Let’s return again to Edna St. Vincent Millay as I start a short series of pieces using words by more famous poets, each of whom considers the book of nature as played out by birds.

Millay’s “Wild Swans” may be somewhat overshadowed in the Cygnet Committee by William Butler Yeats’ “The Wild Swans at Coole,” published only a few years earlier than Millay’s poem. The birds of these poems’ central image, the largest waterfowl, is known for white and graceful beauty while at rest or swimming on the water, which contrasts with their somewhat overburdened flight and strangled hinge-in-need-of-oil song.

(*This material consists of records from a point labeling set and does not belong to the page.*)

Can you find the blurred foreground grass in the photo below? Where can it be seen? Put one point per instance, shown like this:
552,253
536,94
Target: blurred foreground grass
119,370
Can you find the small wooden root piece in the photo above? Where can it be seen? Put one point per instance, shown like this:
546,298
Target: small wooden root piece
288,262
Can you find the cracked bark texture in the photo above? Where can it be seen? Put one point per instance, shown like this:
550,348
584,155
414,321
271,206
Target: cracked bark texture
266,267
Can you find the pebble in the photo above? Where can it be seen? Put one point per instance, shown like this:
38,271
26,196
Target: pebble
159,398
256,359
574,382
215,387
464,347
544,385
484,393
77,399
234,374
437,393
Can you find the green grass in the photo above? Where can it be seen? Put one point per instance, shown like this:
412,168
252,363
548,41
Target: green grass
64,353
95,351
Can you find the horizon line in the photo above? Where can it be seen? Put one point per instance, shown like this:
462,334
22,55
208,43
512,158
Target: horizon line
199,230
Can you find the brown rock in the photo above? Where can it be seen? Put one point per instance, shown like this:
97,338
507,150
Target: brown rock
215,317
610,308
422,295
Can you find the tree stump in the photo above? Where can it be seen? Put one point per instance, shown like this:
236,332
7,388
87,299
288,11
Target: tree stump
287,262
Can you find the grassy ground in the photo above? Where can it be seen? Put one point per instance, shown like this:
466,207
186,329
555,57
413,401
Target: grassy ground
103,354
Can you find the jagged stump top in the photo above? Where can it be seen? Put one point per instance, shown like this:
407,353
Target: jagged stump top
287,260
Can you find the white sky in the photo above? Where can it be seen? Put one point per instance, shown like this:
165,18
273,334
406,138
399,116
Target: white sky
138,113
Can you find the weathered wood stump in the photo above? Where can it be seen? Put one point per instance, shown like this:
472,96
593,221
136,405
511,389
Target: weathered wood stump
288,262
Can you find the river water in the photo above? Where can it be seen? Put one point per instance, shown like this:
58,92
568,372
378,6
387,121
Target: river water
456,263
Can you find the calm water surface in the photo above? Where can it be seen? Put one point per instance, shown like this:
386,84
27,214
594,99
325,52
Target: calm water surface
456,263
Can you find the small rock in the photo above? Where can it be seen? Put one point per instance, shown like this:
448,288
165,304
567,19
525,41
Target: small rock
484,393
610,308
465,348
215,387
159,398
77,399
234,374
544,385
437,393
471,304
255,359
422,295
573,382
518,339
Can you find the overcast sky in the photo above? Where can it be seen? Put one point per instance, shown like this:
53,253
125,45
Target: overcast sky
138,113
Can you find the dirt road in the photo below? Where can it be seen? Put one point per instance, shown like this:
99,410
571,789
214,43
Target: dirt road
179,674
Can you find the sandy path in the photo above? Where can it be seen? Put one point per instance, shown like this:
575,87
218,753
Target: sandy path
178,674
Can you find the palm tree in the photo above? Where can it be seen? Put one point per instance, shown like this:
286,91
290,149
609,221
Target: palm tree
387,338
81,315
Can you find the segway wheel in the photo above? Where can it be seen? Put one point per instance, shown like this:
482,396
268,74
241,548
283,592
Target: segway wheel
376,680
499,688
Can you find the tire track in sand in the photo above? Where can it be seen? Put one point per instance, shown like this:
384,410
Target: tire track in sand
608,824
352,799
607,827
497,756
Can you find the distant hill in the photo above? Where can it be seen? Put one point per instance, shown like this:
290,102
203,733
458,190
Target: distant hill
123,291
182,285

Other than their pure color and size, it may be the swan in flight that makes them something of the ornithological model for angels, as for such a large bird to have enough strength and wingspan to fly is practically miraculous.

In “Wild Swans” Millay presents that miracle in flight, but by misdirection or misapprehension. The swans are flying as the poem opens, but Millay is instead looking inward—and furthermore, the poet thinks this introspection is bringing no insight.

But in this short poem’s second part, the images and insights come anyway. In an apostrophe to her heart, Millay addresses it as a “house without air”—an acute metaphor there for despair—and she now asks for the swans to fly over us again, trailing their ungainly legs, crying unselfconsciously their sad and awkward calls.

Wildness, movement, flight beyond bounds, the miraculous after grace, the next day flying over the weeks, then the months and the years.

This is a surprising poem, it’s titular image, those wild swans, are missing, until they are called for in the last five words; not to be beautiful, but straining to be possible.